Any phenomenon suspected of being a medical illness needs to be evaluated in the light of philosophical principles on which our notions of disease and health rest. Lacking precise laboratory and imaging diagnostic testing modalities of non-psychiatric medicine, psychiatry currently has no other choice but to rely almost exclusively on a system of value judgments as the building blocks of its knowledge base. Without such value judgments and without assumptions regarding what is real and what exists only in the mind of the patient there is no such thing as psychiatry. One may argue, as did the late Dr. Szasz, that a discipline based exclusively on such value judgments and assumptions has no place calling itself part of medicine. Not surprisingly, such an argument has not gathered many followers among practitioners of psychiatry. However, when it declares the transgender experience psychiatrically normal while considering numerous other experiences that have little basis in objective reality to be examples of mental pathology, official psychiatry tarnishes its own image as a legitimate medical specialty.
Although issues pertaining to the negative public perception of transgender patients are certainly not trivial, they must not be confused with the real lesion of transgender disorder. To argue otherwise is akin to suggesting that the suffering and disability of schizophrenic patients is primarily a result of stigma against them. Although such statements have been made, they reflect an antipsychiatric stance typical of Dr. Szasz and his followers.
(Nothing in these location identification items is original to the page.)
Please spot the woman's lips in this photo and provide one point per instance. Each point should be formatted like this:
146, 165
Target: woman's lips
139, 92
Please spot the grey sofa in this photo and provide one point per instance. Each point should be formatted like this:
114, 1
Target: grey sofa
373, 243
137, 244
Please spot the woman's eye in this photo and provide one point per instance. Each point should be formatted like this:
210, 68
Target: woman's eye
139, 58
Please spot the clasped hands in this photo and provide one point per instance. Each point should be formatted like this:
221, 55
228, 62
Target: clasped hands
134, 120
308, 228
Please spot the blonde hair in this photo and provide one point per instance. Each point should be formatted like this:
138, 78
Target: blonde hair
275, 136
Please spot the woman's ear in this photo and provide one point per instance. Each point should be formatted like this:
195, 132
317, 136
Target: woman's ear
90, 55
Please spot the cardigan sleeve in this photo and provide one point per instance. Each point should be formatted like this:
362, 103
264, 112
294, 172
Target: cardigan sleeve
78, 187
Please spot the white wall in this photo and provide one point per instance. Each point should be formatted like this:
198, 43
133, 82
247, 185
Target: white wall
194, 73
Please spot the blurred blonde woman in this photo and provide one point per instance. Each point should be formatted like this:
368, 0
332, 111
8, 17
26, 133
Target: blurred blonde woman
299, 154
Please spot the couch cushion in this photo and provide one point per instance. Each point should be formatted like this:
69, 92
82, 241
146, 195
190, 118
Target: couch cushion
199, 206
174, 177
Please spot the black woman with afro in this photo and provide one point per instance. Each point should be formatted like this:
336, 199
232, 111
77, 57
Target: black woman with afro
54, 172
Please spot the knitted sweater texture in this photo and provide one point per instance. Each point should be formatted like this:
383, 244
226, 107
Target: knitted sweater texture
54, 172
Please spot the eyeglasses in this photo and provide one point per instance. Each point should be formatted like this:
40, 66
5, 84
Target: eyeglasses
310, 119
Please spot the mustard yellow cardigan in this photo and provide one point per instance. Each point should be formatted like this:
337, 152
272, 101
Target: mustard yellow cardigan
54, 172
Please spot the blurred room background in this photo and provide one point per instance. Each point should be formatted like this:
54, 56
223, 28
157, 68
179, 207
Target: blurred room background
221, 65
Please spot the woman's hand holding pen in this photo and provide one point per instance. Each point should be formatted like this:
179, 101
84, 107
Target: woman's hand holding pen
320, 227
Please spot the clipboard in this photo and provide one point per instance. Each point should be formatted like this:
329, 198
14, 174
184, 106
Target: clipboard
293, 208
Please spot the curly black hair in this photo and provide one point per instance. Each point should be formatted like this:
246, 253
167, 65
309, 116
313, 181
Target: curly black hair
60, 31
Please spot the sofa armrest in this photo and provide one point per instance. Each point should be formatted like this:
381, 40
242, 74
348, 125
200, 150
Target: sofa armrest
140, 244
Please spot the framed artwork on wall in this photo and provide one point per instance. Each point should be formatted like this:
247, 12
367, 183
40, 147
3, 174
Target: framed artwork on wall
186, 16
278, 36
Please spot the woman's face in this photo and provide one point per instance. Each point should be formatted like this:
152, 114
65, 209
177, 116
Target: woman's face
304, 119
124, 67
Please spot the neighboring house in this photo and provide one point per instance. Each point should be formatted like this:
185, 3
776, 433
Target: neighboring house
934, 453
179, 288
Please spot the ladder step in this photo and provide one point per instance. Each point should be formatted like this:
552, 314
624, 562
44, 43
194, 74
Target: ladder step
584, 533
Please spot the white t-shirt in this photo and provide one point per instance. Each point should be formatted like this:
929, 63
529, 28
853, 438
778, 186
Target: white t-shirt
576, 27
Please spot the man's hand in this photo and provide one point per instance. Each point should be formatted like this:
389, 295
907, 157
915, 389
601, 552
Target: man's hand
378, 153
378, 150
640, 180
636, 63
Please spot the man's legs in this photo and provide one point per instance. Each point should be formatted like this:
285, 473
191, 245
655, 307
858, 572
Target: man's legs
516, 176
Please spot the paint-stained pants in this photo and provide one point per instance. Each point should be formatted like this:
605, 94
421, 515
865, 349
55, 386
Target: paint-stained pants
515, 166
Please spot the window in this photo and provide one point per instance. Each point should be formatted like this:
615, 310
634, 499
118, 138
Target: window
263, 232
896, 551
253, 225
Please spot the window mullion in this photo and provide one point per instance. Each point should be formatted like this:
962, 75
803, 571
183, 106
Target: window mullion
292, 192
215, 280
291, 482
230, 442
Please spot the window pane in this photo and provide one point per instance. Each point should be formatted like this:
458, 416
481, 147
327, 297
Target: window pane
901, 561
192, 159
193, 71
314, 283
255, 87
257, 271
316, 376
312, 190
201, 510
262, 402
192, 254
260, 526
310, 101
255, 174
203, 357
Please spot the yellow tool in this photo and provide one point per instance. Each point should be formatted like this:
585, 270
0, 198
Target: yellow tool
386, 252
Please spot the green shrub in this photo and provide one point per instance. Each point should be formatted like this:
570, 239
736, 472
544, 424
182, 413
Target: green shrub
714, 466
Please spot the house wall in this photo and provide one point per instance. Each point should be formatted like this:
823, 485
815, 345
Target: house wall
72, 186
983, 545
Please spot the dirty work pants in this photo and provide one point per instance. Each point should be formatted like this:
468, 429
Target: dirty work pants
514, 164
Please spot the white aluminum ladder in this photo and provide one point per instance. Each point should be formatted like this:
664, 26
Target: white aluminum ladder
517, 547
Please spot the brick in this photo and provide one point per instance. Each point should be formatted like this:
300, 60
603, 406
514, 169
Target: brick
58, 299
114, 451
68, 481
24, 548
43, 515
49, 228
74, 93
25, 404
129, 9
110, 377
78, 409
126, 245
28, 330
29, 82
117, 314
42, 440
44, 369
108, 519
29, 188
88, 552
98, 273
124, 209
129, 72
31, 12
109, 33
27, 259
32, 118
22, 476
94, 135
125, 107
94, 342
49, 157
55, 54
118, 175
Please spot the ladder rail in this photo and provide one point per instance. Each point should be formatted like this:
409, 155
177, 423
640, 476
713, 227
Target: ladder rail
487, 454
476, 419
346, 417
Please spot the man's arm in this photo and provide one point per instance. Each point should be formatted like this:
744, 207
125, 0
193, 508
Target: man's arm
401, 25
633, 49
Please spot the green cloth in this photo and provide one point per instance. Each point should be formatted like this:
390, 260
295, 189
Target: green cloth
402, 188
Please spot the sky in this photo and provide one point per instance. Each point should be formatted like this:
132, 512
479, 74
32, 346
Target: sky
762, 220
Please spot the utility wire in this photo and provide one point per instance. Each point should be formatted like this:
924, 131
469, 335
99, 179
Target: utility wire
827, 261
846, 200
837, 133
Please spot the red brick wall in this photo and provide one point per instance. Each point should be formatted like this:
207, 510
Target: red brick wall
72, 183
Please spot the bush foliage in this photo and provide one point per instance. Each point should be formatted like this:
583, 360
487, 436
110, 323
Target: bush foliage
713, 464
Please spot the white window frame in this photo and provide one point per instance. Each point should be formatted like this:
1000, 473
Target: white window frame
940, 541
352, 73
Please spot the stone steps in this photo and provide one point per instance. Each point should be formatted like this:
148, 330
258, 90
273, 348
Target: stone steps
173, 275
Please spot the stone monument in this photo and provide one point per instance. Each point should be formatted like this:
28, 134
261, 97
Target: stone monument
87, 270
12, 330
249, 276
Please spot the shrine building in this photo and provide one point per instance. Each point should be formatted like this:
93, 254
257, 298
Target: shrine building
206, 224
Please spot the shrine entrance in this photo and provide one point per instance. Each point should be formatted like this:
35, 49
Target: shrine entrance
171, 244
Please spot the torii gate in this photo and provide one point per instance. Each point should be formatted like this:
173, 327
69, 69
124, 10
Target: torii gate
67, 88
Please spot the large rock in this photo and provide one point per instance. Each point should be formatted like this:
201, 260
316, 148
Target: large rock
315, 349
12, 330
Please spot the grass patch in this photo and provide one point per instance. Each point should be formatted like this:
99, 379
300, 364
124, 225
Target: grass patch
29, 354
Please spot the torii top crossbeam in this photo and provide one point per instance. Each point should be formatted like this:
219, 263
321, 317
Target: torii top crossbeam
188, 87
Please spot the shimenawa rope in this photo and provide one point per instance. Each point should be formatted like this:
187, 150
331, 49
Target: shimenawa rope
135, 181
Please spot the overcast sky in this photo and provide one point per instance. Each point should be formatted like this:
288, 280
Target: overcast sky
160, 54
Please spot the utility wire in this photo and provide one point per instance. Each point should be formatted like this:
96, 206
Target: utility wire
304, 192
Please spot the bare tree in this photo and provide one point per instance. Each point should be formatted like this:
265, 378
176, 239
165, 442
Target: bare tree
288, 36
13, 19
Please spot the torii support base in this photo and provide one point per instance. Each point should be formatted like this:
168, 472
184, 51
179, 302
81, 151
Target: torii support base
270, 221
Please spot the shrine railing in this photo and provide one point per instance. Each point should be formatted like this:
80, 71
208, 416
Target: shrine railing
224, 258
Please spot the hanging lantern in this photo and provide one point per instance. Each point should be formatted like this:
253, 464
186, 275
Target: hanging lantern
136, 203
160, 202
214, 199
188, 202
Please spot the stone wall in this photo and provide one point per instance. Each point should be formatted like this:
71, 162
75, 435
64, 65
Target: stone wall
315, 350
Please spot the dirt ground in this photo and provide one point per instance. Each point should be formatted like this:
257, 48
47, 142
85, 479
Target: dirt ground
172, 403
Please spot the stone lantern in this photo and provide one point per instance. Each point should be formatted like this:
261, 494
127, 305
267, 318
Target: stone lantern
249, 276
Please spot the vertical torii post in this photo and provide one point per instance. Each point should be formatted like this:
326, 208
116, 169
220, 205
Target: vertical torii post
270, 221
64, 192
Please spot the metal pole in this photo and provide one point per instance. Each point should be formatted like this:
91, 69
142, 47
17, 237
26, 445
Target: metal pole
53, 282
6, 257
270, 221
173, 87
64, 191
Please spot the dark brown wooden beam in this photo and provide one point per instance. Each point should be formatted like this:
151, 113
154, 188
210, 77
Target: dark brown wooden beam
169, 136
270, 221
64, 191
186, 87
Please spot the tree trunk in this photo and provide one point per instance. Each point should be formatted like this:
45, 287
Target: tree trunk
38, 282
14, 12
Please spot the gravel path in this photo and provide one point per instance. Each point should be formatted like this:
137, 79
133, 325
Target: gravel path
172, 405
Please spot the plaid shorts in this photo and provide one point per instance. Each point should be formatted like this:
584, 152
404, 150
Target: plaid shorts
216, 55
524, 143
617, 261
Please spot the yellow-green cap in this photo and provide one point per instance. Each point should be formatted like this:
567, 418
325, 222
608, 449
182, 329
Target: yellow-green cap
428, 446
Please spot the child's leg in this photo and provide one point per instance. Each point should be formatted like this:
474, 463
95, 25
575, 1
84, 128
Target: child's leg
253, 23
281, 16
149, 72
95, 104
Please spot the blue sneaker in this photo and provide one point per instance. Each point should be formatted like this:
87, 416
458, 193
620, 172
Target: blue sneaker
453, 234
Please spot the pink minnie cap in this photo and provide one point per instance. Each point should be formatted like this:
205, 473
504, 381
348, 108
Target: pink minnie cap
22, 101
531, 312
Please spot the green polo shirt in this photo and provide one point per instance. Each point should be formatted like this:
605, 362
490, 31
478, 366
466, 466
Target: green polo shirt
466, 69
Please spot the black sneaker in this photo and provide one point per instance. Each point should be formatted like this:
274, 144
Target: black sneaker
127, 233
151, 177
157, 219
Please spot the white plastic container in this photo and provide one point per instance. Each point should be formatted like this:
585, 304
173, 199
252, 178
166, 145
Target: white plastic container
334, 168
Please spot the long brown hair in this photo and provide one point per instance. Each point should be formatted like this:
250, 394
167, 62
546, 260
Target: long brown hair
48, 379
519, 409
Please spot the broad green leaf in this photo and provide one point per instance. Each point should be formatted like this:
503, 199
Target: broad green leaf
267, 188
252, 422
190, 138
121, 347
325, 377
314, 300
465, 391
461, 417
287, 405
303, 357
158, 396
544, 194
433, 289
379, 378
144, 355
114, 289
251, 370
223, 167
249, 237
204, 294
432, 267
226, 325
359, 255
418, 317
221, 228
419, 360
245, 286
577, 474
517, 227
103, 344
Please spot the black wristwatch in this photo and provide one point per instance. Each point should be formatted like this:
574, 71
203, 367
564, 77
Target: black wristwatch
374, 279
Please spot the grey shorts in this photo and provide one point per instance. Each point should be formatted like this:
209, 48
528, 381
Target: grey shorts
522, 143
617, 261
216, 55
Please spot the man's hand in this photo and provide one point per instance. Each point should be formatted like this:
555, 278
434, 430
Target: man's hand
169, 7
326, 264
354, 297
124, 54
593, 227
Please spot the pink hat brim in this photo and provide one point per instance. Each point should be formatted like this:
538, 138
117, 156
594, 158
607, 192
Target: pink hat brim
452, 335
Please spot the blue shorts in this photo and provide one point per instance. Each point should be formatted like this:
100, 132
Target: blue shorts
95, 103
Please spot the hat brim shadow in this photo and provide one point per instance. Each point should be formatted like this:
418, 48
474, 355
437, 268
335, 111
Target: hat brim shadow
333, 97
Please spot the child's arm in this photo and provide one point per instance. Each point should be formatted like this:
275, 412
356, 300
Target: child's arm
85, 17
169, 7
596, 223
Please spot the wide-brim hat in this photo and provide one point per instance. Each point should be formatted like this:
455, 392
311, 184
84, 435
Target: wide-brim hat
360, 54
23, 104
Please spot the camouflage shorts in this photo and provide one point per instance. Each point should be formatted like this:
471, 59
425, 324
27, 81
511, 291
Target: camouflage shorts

Opinions often expressed in the psychiatric press to the effect that the suffering and disability of transgender people are primarily related to their negative reception by the public are ultimately grounded in sentiment instead of clinical judgment. Beyond their sentimentality such opinions are essentially antipsychiatric. It was the antipsychiatry psychiatrist Dr. Szasz who argued that only the body and not the internal experience of a person could be diseased. The notion prevalent in current psychiatry that there is nothing wrong with the internal experience of transgender patients and that it is their bodies that ought to be recipients of surgical and hormonal treatment is perfectly consistent with Szasz’s arguments. Extending such an argument further, if one accepts that there is no mental pathology in having a “gender identity” that is different from one’s physical anatomy, there is no reason to see mental pathology in any other experience of one’s identity that is at odds with physical reality. Oddly, this is how psychiatry dissolves itself into a nonentity. After all, if mental illness is, indeed, a myth, psychiatrists have no business being in the medical business.